[PythonCE] Unicode default encoding

Fuzzyman fuzzyman at voidspace.org.uk
Thu Mar 2 11:42:35 CET 2006


Ischebeck, Jan wrote:

>Just to add my 2 or 3 cents.
>
>Not all Strings in Python are Unicode.
>
>  
>
Sure, but if you want to be certain that you are handling characters
correctly you either *ought* to use unicode or be certain that your
'text' is either ascii or in the encoding of any streams you use.

Note that the system default encoding (sys.stdout) is separate from (and
usually different to) the Python default encoding.

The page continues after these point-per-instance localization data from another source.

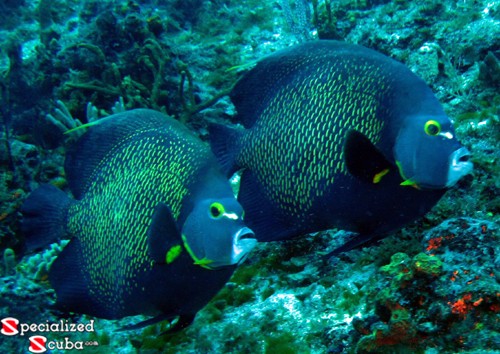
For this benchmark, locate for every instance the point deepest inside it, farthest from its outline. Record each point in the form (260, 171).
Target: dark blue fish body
(337, 135)
(152, 217)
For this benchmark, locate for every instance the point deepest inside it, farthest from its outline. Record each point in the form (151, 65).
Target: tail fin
(224, 142)
(44, 216)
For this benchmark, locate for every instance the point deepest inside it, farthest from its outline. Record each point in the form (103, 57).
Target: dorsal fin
(85, 155)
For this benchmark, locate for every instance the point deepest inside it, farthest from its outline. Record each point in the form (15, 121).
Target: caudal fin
(44, 216)
(224, 142)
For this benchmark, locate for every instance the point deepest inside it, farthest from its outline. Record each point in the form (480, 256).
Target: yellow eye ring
(216, 210)
(432, 127)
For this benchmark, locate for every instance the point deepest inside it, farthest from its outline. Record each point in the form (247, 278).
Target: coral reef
(430, 287)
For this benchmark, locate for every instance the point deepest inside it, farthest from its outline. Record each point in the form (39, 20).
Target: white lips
(458, 167)
(243, 243)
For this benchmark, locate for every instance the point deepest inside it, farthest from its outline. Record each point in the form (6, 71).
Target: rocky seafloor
(432, 287)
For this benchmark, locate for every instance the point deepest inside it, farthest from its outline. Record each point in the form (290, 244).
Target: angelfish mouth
(244, 241)
(459, 166)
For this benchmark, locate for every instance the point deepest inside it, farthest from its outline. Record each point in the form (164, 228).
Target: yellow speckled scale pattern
(151, 166)
(322, 103)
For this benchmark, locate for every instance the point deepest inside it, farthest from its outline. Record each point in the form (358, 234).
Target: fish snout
(243, 242)
(459, 166)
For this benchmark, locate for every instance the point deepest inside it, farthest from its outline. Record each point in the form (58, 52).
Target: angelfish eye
(216, 210)
(432, 128)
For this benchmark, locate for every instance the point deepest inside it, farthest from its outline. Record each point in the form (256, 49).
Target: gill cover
(428, 155)
(214, 234)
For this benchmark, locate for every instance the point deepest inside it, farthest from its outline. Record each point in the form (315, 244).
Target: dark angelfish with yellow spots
(151, 220)
(337, 135)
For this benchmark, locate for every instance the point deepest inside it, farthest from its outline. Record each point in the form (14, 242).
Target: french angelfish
(152, 219)
(337, 135)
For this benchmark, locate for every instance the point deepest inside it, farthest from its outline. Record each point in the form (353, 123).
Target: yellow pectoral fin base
(173, 253)
(203, 262)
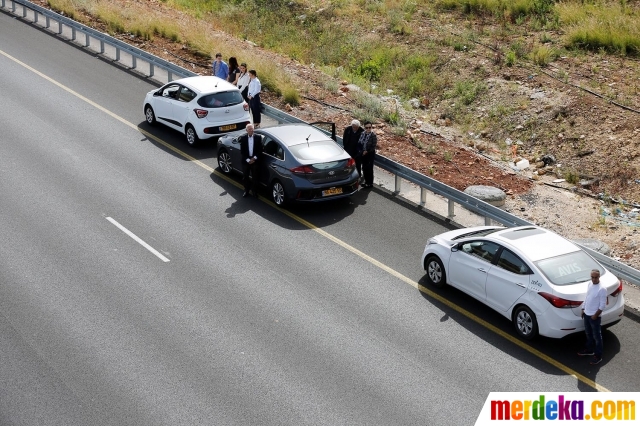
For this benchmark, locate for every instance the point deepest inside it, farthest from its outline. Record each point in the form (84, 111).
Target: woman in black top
(234, 70)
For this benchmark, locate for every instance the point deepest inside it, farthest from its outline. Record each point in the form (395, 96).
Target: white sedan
(532, 276)
(201, 107)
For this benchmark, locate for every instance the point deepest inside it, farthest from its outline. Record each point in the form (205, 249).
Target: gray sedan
(299, 163)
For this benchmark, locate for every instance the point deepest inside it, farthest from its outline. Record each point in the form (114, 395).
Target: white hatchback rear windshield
(569, 268)
(220, 100)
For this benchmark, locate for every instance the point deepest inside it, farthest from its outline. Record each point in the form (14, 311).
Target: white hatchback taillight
(201, 113)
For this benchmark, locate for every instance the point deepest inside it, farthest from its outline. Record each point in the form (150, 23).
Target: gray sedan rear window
(569, 268)
(316, 151)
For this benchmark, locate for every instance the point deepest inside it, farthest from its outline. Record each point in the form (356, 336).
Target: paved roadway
(245, 315)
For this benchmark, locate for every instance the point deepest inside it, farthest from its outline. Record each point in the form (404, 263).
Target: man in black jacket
(251, 151)
(350, 140)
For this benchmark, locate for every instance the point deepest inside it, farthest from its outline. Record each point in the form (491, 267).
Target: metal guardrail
(400, 172)
(104, 39)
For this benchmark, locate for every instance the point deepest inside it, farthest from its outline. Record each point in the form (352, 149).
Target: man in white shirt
(219, 68)
(243, 81)
(254, 97)
(592, 308)
(251, 151)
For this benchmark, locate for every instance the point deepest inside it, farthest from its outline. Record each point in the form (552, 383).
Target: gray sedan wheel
(525, 322)
(277, 193)
(149, 115)
(224, 161)
(192, 136)
(435, 271)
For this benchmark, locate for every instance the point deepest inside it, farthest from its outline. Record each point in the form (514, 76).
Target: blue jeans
(594, 334)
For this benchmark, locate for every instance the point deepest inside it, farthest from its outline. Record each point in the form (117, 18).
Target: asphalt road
(244, 314)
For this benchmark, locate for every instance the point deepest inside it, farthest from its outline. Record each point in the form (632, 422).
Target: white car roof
(206, 84)
(534, 242)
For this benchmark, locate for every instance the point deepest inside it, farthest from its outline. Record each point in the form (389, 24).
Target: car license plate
(331, 191)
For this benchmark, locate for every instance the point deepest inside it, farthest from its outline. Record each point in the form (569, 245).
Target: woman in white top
(254, 98)
(243, 81)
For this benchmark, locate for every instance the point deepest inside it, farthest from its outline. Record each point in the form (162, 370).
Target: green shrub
(543, 55)
(291, 96)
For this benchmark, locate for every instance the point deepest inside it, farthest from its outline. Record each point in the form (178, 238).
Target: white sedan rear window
(569, 268)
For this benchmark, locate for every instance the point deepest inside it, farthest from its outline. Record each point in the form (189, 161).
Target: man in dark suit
(251, 151)
(350, 140)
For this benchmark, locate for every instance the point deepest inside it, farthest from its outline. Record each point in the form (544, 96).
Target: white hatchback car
(201, 107)
(532, 276)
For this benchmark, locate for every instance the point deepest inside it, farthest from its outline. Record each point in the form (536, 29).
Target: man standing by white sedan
(592, 308)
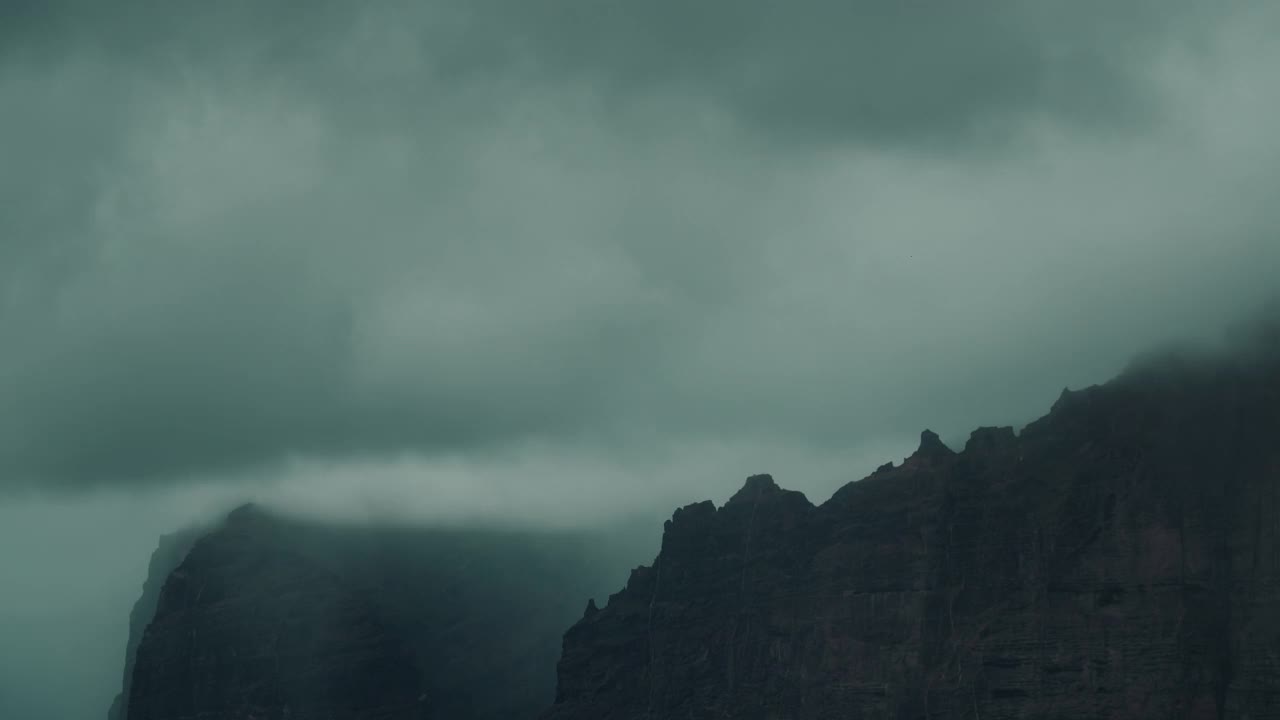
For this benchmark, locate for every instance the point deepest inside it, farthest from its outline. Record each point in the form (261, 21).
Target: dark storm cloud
(243, 235)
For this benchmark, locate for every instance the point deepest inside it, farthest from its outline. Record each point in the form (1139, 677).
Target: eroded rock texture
(1119, 559)
(274, 619)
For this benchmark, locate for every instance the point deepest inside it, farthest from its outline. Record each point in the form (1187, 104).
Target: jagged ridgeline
(1119, 557)
(270, 618)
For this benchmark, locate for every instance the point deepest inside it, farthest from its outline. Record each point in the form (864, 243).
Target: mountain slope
(1119, 557)
(269, 618)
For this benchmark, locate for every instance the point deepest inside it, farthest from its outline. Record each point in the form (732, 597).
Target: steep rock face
(1119, 557)
(247, 628)
(168, 555)
(269, 618)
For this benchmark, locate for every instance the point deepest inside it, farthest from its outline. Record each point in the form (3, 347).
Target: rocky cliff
(1119, 557)
(266, 618)
(168, 555)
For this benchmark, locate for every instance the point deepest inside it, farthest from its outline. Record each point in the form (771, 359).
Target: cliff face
(268, 618)
(168, 555)
(1119, 557)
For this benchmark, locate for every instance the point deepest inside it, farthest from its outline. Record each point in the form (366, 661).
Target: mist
(556, 264)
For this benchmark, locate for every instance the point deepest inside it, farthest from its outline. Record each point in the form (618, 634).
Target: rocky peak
(754, 488)
(931, 450)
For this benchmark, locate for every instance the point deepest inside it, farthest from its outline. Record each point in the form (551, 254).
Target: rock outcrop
(168, 555)
(1119, 557)
(268, 618)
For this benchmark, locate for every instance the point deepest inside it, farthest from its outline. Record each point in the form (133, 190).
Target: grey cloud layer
(257, 233)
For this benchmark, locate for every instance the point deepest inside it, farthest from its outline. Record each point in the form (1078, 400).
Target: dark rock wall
(1119, 557)
(269, 618)
(168, 555)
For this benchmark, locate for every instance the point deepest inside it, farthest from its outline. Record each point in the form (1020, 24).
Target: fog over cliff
(549, 263)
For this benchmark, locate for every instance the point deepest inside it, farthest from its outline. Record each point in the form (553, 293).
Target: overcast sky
(545, 261)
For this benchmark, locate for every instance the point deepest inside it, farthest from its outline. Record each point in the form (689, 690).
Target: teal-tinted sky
(542, 261)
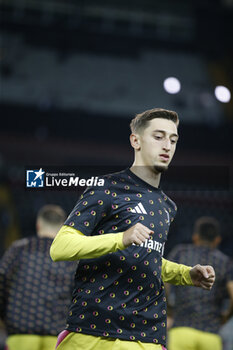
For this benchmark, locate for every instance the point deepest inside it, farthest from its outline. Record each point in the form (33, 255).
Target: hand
(136, 234)
(203, 276)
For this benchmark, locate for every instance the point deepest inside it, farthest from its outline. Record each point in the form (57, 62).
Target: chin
(158, 169)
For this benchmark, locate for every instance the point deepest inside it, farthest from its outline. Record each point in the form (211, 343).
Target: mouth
(164, 157)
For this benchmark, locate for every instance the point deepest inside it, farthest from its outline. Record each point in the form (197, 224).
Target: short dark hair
(52, 214)
(208, 228)
(140, 121)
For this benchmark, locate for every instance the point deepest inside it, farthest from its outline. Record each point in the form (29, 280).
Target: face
(157, 144)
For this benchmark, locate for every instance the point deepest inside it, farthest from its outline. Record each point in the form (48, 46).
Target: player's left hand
(203, 276)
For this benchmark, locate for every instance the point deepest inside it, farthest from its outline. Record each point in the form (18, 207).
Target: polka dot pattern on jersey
(123, 290)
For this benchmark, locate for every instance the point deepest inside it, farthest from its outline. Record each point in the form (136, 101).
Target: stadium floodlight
(222, 94)
(172, 85)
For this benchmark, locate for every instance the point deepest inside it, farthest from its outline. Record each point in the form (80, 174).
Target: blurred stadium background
(73, 74)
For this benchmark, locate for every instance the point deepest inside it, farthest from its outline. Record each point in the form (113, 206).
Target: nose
(167, 145)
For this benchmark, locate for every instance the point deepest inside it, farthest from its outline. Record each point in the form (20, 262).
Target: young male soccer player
(118, 233)
(32, 286)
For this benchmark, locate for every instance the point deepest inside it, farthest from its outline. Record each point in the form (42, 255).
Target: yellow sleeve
(71, 244)
(177, 274)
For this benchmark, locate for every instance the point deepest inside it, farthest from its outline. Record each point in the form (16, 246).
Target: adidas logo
(139, 209)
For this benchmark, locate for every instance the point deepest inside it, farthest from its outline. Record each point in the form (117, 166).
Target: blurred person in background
(118, 232)
(226, 333)
(196, 316)
(35, 292)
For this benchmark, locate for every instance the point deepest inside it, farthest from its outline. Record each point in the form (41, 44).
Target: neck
(147, 174)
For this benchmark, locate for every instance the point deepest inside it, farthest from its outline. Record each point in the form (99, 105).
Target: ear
(135, 141)
(195, 238)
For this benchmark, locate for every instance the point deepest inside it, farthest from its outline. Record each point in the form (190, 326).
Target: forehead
(161, 124)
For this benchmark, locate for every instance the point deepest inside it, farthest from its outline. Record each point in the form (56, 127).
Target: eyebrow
(164, 132)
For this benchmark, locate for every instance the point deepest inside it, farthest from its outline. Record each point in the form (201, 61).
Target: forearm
(70, 244)
(177, 274)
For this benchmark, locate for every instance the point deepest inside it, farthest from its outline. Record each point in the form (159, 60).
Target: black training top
(35, 292)
(121, 294)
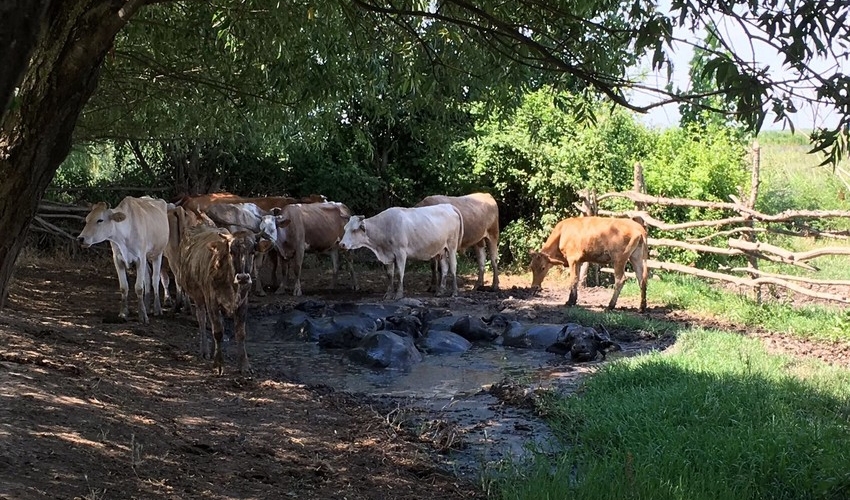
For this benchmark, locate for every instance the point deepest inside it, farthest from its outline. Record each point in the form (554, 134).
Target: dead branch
(801, 279)
(741, 281)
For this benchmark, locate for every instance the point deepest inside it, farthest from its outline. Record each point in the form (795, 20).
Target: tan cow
(600, 240)
(178, 221)
(480, 226)
(397, 234)
(137, 230)
(215, 271)
(314, 227)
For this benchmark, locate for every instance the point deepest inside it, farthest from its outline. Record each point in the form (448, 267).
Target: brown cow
(313, 227)
(601, 240)
(215, 271)
(178, 221)
(480, 225)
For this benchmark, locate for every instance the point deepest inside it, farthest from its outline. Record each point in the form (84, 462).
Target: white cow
(137, 230)
(310, 227)
(420, 233)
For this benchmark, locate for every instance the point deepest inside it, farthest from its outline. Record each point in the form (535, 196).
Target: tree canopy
(272, 73)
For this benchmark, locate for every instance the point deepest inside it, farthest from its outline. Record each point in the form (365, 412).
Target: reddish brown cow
(600, 240)
(314, 227)
(480, 225)
(215, 271)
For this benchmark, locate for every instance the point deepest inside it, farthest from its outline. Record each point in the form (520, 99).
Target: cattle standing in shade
(397, 234)
(178, 221)
(480, 226)
(215, 271)
(601, 240)
(315, 227)
(137, 230)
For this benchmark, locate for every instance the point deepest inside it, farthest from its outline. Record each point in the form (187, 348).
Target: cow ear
(264, 245)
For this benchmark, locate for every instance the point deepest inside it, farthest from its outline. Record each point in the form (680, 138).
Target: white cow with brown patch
(215, 271)
(398, 234)
(480, 227)
(301, 228)
(137, 230)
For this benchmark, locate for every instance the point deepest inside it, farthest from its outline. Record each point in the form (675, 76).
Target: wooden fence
(741, 225)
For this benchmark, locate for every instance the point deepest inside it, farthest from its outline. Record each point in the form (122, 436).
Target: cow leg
(493, 248)
(642, 275)
(299, 260)
(400, 262)
(350, 260)
(165, 279)
(123, 285)
(619, 281)
(444, 273)
(201, 315)
(390, 278)
(285, 264)
(156, 270)
(452, 265)
(335, 265)
(259, 260)
(217, 326)
(572, 283)
(481, 257)
(142, 286)
(435, 269)
(239, 326)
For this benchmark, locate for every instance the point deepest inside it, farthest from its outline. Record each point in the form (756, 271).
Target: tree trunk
(55, 83)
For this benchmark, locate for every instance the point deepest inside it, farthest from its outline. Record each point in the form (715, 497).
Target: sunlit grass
(715, 417)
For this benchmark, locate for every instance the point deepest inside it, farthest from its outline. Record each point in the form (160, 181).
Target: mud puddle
(474, 408)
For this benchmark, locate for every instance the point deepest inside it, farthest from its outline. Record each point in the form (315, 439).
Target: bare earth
(93, 408)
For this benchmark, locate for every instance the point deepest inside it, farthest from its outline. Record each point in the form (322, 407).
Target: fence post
(751, 204)
(589, 208)
(639, 185)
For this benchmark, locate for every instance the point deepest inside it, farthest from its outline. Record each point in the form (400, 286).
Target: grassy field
(715, 416)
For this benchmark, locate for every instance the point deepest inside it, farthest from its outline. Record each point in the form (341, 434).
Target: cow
(397, 234)
(600, 240)
(178, 221)
(480, 226)
(215, 271)
(238, 216)
(314, 227)
(137, 230)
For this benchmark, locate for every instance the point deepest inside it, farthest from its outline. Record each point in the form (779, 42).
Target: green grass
(703, 299)
(714, 418)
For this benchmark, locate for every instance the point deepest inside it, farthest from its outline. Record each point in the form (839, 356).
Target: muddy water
(448, 389)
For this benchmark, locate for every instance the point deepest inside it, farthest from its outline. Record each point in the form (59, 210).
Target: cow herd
(214, 246)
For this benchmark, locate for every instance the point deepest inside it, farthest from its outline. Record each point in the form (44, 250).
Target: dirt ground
(96, 409)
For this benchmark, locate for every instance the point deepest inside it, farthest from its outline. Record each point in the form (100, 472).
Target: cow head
(100, 224)
(540, 265)
(355, 233)
(242, 246)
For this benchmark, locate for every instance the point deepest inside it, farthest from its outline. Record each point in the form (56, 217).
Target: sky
(806, 118)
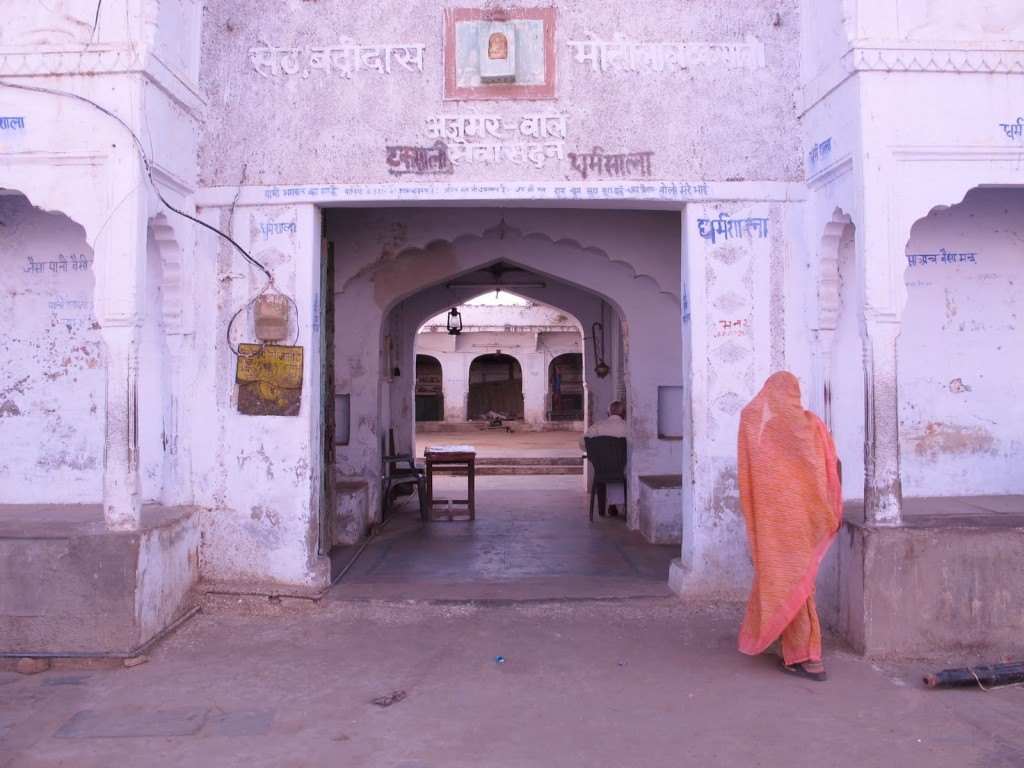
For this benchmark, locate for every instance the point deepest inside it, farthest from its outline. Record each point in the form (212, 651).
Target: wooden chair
(399, 469)
(607, 456)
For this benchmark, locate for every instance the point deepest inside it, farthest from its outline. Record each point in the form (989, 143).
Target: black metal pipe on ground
(990, 676)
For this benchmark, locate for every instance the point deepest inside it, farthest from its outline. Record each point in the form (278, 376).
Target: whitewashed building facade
(728, 188)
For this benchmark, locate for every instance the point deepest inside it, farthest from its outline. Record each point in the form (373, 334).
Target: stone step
(523, 461)
(518, 465)
(529, 469)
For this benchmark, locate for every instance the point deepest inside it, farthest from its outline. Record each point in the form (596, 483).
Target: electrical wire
(147, 164)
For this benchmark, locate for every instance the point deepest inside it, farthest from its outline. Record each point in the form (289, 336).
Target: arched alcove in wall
(495, 387)
(960, 367)
(429, 389)
(565, 388)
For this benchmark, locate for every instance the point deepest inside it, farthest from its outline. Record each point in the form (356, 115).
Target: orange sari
(793, 502)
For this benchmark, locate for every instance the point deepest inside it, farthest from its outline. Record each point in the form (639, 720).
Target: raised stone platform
(659, 516)
(69, 586)
(949, 579)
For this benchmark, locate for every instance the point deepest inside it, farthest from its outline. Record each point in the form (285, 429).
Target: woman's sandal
(800, 671)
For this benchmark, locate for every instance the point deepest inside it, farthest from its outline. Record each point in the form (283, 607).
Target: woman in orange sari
(793, 502)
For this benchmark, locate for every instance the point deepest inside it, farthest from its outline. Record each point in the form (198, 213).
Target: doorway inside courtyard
(517, 383)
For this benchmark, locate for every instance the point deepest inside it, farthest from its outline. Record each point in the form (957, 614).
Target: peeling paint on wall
(51, 359)
(939, 438)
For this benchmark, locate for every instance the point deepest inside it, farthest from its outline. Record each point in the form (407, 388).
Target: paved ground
(601, 667)
(628, 682)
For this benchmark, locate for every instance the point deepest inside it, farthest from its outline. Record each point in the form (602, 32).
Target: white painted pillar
(454, 385)
(535, 387)
(122, 507)
(120, 271)
(883, 494)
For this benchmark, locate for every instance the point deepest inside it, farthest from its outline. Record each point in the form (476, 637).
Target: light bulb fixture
(455, 322)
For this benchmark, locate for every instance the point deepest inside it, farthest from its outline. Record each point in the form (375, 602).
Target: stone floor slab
(99, 724)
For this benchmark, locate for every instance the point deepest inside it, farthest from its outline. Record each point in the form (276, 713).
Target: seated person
(613, 426)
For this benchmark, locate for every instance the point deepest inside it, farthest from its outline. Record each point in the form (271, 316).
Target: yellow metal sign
(269, 380)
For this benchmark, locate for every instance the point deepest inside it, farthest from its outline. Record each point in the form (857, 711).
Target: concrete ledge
(70, 586)
(938, 583)
(659, 515)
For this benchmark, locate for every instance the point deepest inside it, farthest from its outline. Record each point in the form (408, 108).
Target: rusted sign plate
(269, 380)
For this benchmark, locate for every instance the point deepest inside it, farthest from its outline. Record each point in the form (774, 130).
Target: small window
(670, 413)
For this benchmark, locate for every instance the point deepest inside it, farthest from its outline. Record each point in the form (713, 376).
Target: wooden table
(451, 459)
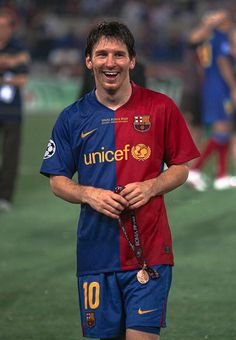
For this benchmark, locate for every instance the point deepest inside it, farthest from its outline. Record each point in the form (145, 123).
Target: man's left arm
(139, 193)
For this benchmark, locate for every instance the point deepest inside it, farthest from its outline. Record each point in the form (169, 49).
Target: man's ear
(132, 63)
(88, 62)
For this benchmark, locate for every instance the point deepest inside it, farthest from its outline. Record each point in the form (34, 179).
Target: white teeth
(110, 73)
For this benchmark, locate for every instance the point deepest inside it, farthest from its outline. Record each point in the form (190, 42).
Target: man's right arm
(103, 201)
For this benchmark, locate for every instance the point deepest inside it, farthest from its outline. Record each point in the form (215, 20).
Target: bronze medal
(142, 276)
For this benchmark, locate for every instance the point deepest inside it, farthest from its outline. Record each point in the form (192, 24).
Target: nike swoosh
(141, 312)
(85, 134)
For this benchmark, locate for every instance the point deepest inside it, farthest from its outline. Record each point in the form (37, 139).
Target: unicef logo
(51, 149)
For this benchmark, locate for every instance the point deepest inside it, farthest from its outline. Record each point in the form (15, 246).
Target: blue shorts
(110, 303)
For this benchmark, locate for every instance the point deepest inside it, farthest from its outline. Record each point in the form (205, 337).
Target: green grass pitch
(38, 292)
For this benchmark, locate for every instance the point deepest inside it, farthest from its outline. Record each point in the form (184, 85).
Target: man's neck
(3, 43)
(114, 100)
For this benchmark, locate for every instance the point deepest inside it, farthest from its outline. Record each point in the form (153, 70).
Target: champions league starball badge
(50, 150)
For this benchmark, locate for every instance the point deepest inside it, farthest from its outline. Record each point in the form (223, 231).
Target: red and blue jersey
(116, 147)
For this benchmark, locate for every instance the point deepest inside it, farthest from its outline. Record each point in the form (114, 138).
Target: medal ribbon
(136, 247)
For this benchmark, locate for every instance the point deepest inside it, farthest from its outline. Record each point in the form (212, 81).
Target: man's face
(5, 28)
(110, 63)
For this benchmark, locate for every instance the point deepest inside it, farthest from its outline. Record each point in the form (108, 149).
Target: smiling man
(118, 138)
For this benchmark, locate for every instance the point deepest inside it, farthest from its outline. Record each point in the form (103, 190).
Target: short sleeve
(58, 158)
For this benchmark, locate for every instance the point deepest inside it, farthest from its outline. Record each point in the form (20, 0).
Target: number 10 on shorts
(91, 295)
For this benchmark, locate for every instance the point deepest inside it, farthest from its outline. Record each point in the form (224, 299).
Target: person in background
(118, 138)
(218, 97)
(14, 61)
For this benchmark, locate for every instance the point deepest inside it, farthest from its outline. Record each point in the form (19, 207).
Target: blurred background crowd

On a normal windows
platform the *system* default will usually be cp1250 or cp850.

For a *very* good introduction to unicode in general, read :

    http://www.joelonsoftware.com/articles/Unicode.html

"The Absolute Minimum Every Software Developer Absolutely, Positively
Must Know About Unicode and Character Sets (No Excuses!)"

>Python has a StringType and a UnicodeType.
>If you want to get a unicode string you have to write u"my test" instead of "my test".
>But in principle:  u"my test" = "my test".decode("utf-8").  <-- depends on source encoding
>
>  
>
That's for using unicode string literals within your source code.

To get a unicode string from an 'external source' (i.e. a file) you use
the string decode method and supply the encoding.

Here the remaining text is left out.